Stainless steel has been in use for more than one hundred years. It comprises a wide range of iron-based alloys, but unlike conventional steel they are resistant to corrosion and do not rust when exposed to water alone. The alloying element that makes steel ‘stainless’ is chromium; however it is the addition of nickel that enables stainless steel to become such a versatile alloy.
In addition to corrosion resistance, nickel-containing stainless steels are easy to form and weld; they remain ductile at very low temperatures and yet can be used for high-temperature applications. In addition, unlike conventional steel and non-nickel-containing stainless steel, they are non-magnetic. This means they can be made into an exceptionally wide range of products, spanning applications in the chemical industry, the health sector and domestic uses. In fact, nickel is so important that nickel-containing grades make up 75% of stainless steel production. The best-known of these are Type 304, which has 8% nickel and Type 316, which has 11%.

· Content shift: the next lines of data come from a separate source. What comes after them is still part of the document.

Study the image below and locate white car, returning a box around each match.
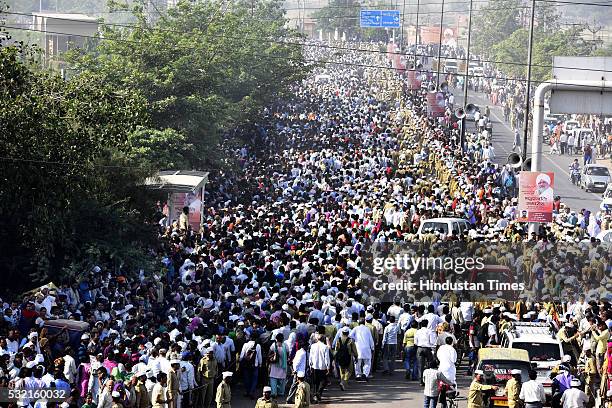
[596,229,612,243]
[417,217,471,238]
[501,322,564,400]
[580,164,611,192]
[600,185,612,211]
[564,120,580,133]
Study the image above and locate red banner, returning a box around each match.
[518,172,555,223]
[426,91,446,117]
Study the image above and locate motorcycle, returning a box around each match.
[569,166,581,185]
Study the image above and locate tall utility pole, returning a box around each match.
[460,0,473,152]
[412,0,420,65]
[435,0,445,88]
[400,0,406,51]
[522,0,536,161]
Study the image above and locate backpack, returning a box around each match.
[477,322,490,344]
[268,344,280,364]
[242,344,257,368]
[336,338,352,368]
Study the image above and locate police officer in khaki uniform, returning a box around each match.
[168,360,181,408]
[468,370,498,408]
[583,349,598,403]
[216,371,233,408]
[134,371,150,408]
[199,347,218,408]
[294,371,310,408]
[505,369,522,408]
[256,386,279,408]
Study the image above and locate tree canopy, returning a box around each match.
[69,0,309,168]
[0,0,310,291]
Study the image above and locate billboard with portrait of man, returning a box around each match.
[518,171,555,222]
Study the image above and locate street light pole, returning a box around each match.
[522,0,536,162]
[460,0,473,151]
[413,0,420,64]
[400,0,406,51]
[435,0,445,89]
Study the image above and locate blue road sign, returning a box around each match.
[360,10,382,28]
[381,10,400,28]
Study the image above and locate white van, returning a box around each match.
[501,322,564,399]
[417,217,471,238]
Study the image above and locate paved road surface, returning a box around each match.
[453,87,603,213]
[231,363,473,408]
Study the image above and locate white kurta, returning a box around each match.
[350,325,374,359]
[436,344,457,384]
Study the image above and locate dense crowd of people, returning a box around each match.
[0,41,611,408]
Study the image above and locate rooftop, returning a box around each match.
[32,12,98,22]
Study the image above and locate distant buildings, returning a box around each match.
[31,12,98,68]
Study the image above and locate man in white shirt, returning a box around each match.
[158,349,171,374]
[519,370,546,408]
[436,337,457,385]
[62,349,77,385]
[414,320,436,386]
[382,316,399,375]
[286,342,308,404]
[350,318,375,381]
[309,334,331,402]
[422,305,442,331]
[239,337,262,398]
[560,378,587,408]
[179,355,196,407]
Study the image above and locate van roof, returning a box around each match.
[504,322,559,344]
[422,217,468,223]
[478,347,530,362]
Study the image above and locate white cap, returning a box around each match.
[474,370,484,375]
[562,355,571,363]
[570,378,581,387]
[297,371,306,378]
[222,371,233,379]
[510,369,521,375]
[263,386,272,392]
[112,391,121,398]
[81,333,90,340]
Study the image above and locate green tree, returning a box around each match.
[69,0,309,168]
[0,40,175,291]
[491,26,594,81]
[472,0,522,57]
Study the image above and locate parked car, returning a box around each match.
[596,229,612,243]
[563,120,580,134]
[465,105,481,121]
[580,164,611,192]
[600,184,612,210]
[417,217,471,238]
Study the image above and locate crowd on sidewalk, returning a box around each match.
[0,42,611,408]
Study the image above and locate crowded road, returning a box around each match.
[454,89,603,213]
[1,41,611,408]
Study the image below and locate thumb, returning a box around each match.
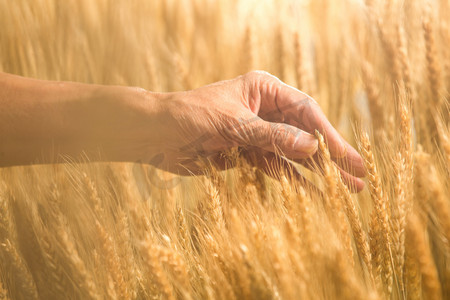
[243,117,318,159]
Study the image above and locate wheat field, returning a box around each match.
[0,0,449,299]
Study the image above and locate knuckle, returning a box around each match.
[271,124,303,152]
[244,70,278,83]
[270,123,288,146]
[247,120,271,146]
[223,116,259,146]
[305,95,318,105]
[296,94,317,115]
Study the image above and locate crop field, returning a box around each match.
[0,0,449,299]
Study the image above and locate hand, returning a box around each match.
[127,71,365,191]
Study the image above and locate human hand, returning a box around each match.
[0,71,365,193]
[128,71,365,191]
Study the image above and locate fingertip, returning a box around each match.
[350,177,365,193]
[339,167,365,193]
[331,141,366,178]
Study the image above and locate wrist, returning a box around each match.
[77,84,169,163]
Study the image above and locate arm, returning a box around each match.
[0,71,365,191]
[0,72,161,166]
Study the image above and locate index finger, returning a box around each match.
[266,81,365,178]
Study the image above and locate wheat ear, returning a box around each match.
[96,220,129,300]
[58,225,101,300]
[176,204,190,251]
[206,179,225,230]
[359,131,393,294]
[361,62,383,138]
[116,207,137,299]
[396,23,413,96]
[315,131,354,266]
[38,226,71,297]
[140,238,175,300]
[159,245,191,298]
[423,4,442,104]
[0,183,12,241]
[405,213,442,299]
[391,154,407,296]
[0,274,9,300]
[1,239,39,300]
[338,180,373,280]
[427,165,450,250]
[404,246,421,300]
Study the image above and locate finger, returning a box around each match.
[339,168,365,193]
[242,117,318,160]
[247,72,365,177]
[295,154,365,193]
[276,88,365,177]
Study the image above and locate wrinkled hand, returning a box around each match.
[130,71,365,191]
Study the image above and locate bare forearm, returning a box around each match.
[0,72,162,166]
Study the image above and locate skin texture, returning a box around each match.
[0,71,365,191]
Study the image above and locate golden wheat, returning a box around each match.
[0,0,449,299]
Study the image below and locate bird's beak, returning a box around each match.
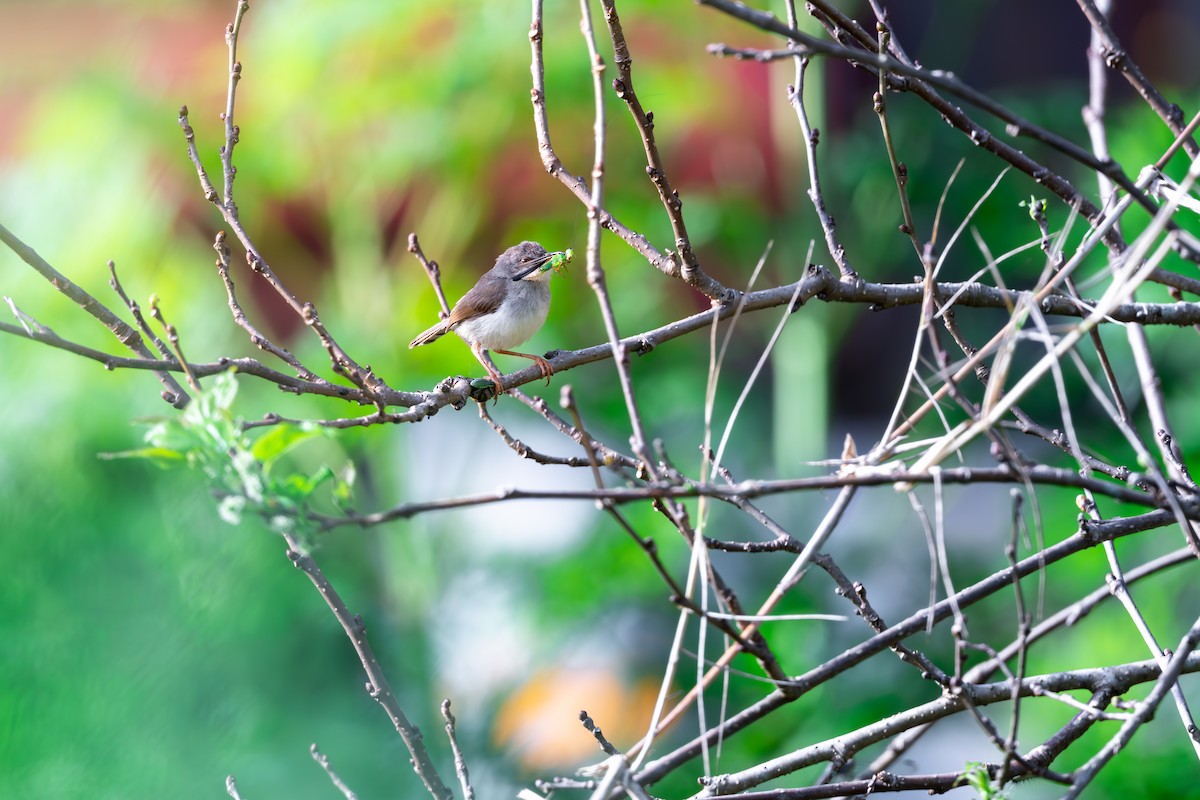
[512,251,563,281]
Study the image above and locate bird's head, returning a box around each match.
[501,241,570,282]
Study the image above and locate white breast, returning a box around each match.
[454,280,551,351]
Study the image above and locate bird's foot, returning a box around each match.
[491,348,555,387]
[532,355,554,386]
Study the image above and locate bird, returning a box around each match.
[409,241,571,395]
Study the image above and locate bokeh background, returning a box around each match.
[2,1,1199,797]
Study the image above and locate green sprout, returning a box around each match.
[955,762,1007,800]
[101,370,353,536]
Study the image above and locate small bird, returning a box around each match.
[409,241,570,395]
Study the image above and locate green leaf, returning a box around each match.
[278,465,334,501]
[332,462,356,508]
[97,446,186,466]
[208,369,240,411]
[250,422,323,470]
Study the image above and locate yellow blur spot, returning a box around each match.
[493,666,660,771]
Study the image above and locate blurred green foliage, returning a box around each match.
[2,1,1198,798]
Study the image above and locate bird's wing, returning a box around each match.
[447,272,506,325]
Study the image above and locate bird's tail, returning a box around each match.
[409,322,449,349]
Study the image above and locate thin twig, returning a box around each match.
[285,533,453,800]
[1075,0,1197,159]
[0,221,190,407]
[107,259,172,361]
[408,233,452,318]
[441,700,476,800]
[147,294,201,392]
[212,231,317,380]
[786,44,855,279]
[692,653,1200,796]
[600,0,703,285]
[528,0,731,301]
[1063,619,1200,797]
[310,744,359,800]
[177,3,388,405]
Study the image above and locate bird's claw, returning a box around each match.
[534,356,554,386]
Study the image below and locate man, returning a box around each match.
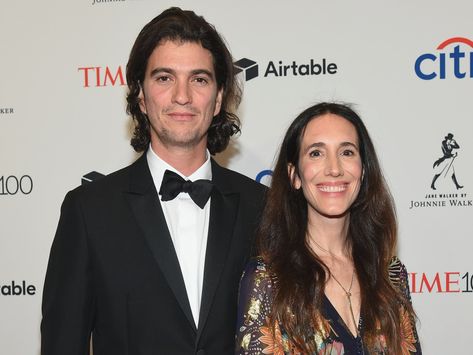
[41,7,265,355]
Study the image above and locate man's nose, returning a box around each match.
[172,80,191,105]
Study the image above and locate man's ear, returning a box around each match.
[138,84,147,114]
[213,88,223,117]
[288,163,301,190]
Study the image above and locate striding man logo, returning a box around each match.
[431,133,464,190]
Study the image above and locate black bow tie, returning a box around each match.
[159,169,213,209]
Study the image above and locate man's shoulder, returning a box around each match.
[69,155,146,200]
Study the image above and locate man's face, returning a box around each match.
[139,40,223,153]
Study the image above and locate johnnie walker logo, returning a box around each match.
[430,133,463,191]
[409,133,471,210]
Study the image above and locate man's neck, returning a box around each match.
[150,141,208,177]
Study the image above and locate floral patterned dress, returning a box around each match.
[235,257,421,355]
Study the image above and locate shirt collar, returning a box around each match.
[146,145,212,191]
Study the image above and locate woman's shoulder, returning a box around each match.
[388,256,411,297]
[238,256,276,313]
[241,256,275,289]
[243,256,271,278]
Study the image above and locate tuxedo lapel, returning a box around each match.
[124,155,196,331]
[197,160,240,337]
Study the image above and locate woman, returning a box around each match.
[236,103,421,354]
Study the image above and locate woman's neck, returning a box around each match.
[306,212,351,260]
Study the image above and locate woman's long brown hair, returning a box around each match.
[257,102,415,353]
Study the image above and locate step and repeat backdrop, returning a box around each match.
[1,1,472,354]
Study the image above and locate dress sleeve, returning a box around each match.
[235,258,277,355]
[389,257,422,354]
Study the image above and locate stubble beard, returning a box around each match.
[155,126,208,151]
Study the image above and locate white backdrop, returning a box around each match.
[1,1,472,354]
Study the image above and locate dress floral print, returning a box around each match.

The properties of Nickel –containing Stainless Steel
The austenitic structure provides stainless steels with good ductility and formability. The common 18% chromium/ 8% nickel Type 304 in particular shows good stretch-forming characteristics. Their excellent formability has led to 300-series austenitic alloys being widely used for items such as kitchen sinks and cooking pots.
Many pieces of stainless steel equipment are fabricated by welding. In general, nickel austenitic alloys are better for welding than other alloys, with Types 304 and 316 being the most widely-fabricated stainless steels in the world. They are readily weldable in both thick and thin sections.
Toughness – the ability of a material to absorb energy without breaking – is essential in many engineering applications. Most stainless steels have good toughness at room temperature, however, as temperature decreases the ferritic structure becomes progressively more brittle, making ferritic stainless steels unsuitable for use at cryogenic temperatures. In contrast, the common austenitic stainless steels retain good toughness even at liquid helium temperatures (-270oC), which is why grades such as Type 304 are widely used for cryogenic applications.
High Temperature Properties
Adding nickel gives the austenitic alloys of stainless steel significantly greater high-temperature strength than other alloys, particularly the ability to resist the tendency to move slowly or deform permanently under mechanical stresses, known as creep. Nickel also stabilises the protective oxide film and reduces spalling during thermal cycling. This is why austenitic alloys are preferred for high-temperature applications and where fire resistance is needed.
Most nickel-containing materials are fully recyclable at the end of the product’s useful life; indeed their high value encourages recycling. This, in turn, lessens the environmental impact of nickel-containing stainless steels by reducing both the need for virgin materials and the energy that their production uses.
Ease of Production
Ease of production is not something that is immediately apparent to the end user. However, long experience of manufacturing the common austenitic alloys, their widespread use, their versatility and the scale of their production have allowed them to become widely and economically available in all shapes and quantities and in all parts of the world.